Read about the current activities of our senior faculty members in special education:
Preparing Excellent Special Education Teachers
All Curry School teacher education students benefit from the expertise of our special education faculty in the form of a required course, Introduction to the Exceptional Child. They are encouraged to take additional coursework related to special education, and many students do, says Sandra Cohen.
“The preparation in special education can make everyone a better teacher.”
Students who choose to earn an endorsement in special education take most of the same classes other teacher education students take and an additional 13 credits. They can specialize in learning disabilities, emotional and behavioral disorders, intellectual disabilities, or early childhood special education.
“The preparation in special education can make everyone a better teacher,” Cohen says. “They can answer the question, ‘What happens when [traditional instruction] doesn’t work?’” Because of the heavier concentration of learning they experience, they come out even more confident than the typical Curry teacher education student.
They are also very flexible teachers from a principal’s perspective, Cohen says. About half of the graduates of our special education programs choose special education placements and the others choose general education classrooms, she says.
“Either way, these teacher have lots of mobility and are very marketable. They have no trouble getting hired.”
Facing an Ever-Evolving Field
The field of special education has continued to evolve since its first spurt of rapid growth half a century ago. The ways students are identified as having special needs has changed, as well as how they are educated and how their progress is assessed, Dan Hallahan says. One example is the full inclusion movement, which has burgeoned over the last 20 years.
“The onus is on us to understand what schools are doing.”
As a result, many schools are becoming one size fits all with special education students receiving only supplemental support from special education teachers.
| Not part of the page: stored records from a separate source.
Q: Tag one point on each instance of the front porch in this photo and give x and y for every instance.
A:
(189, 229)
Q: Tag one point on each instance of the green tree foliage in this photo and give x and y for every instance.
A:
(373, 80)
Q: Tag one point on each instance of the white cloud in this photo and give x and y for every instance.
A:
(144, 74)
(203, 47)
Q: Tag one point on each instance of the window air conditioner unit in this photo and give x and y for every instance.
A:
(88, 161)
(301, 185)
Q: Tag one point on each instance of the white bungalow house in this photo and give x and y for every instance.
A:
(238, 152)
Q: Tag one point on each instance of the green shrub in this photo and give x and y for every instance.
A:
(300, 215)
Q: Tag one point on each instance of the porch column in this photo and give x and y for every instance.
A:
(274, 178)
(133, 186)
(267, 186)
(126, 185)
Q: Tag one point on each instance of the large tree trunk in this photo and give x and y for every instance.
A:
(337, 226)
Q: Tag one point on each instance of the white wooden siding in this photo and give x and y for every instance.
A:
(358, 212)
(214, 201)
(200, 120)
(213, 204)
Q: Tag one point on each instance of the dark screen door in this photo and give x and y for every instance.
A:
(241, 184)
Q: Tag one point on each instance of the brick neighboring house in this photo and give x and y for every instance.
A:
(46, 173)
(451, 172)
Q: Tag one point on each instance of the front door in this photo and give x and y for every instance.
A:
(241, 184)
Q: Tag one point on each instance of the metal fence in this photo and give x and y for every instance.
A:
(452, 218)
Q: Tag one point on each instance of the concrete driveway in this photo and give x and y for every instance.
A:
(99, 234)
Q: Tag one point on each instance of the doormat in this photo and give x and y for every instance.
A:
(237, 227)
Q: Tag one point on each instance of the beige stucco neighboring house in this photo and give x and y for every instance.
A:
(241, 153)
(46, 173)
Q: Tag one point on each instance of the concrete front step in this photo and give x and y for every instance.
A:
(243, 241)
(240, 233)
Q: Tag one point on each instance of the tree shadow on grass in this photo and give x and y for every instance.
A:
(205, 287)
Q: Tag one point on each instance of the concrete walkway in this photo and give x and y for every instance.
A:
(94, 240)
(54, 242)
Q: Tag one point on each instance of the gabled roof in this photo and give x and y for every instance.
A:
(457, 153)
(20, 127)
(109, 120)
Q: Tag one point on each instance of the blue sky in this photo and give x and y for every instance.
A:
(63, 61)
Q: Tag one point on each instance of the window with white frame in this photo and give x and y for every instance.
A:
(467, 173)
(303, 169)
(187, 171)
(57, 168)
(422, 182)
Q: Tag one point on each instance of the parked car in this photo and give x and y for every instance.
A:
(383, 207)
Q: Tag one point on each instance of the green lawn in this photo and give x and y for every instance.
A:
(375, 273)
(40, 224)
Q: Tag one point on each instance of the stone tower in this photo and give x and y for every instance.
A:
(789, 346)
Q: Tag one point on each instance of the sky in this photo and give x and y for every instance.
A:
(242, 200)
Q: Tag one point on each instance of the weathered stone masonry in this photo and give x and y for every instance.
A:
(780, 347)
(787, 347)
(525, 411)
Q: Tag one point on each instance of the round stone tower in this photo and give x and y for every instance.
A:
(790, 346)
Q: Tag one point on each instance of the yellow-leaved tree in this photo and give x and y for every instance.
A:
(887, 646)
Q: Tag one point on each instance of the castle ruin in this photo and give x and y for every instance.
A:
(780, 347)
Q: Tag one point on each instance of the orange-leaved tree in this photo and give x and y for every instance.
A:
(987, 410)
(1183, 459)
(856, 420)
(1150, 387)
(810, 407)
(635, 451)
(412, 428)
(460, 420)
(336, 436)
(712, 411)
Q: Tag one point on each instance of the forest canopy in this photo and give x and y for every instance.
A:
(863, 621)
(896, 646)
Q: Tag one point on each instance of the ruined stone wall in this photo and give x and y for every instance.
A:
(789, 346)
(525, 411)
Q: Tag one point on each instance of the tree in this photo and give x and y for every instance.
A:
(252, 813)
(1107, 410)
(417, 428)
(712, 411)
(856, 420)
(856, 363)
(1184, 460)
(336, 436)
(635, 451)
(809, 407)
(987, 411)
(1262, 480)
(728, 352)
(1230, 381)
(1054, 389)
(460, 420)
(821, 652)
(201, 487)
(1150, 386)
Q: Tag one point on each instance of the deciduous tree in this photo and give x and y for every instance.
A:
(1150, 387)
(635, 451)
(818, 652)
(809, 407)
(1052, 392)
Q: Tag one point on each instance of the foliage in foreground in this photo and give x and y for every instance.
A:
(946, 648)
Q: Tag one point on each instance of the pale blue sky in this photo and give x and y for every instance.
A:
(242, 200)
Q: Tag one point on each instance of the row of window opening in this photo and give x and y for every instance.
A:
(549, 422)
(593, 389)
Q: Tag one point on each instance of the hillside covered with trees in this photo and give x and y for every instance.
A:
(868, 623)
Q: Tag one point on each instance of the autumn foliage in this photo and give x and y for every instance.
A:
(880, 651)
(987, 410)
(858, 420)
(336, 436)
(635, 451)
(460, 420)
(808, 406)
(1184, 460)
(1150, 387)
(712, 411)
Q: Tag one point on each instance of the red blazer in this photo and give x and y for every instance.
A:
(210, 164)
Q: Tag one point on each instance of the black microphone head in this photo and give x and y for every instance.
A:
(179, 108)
Opportunities for dedicated instruction in separate settings is steadily decreasing.
Ultimately, special education means a lot of different things, Michael Kennedy says. “Inadvertently, the laws are interpreted many different ways, and schools must interpret the requirements to fit their local needs while balancing limited resources.”
Our teacher education students often find a different setting when they get to a job than they experienced in their field placements, even though they are placed in multiple settings throughout their program. “The onus is on us to understand what schools are doing,” Kennedy adds.
This challenge is only one of many a top-ranked special education program faces in today’s education environment. Yet, the Curry School remains committed to high-quality education for every child through innovative research and development that informs both our teacher preparation programs and the broader education profession.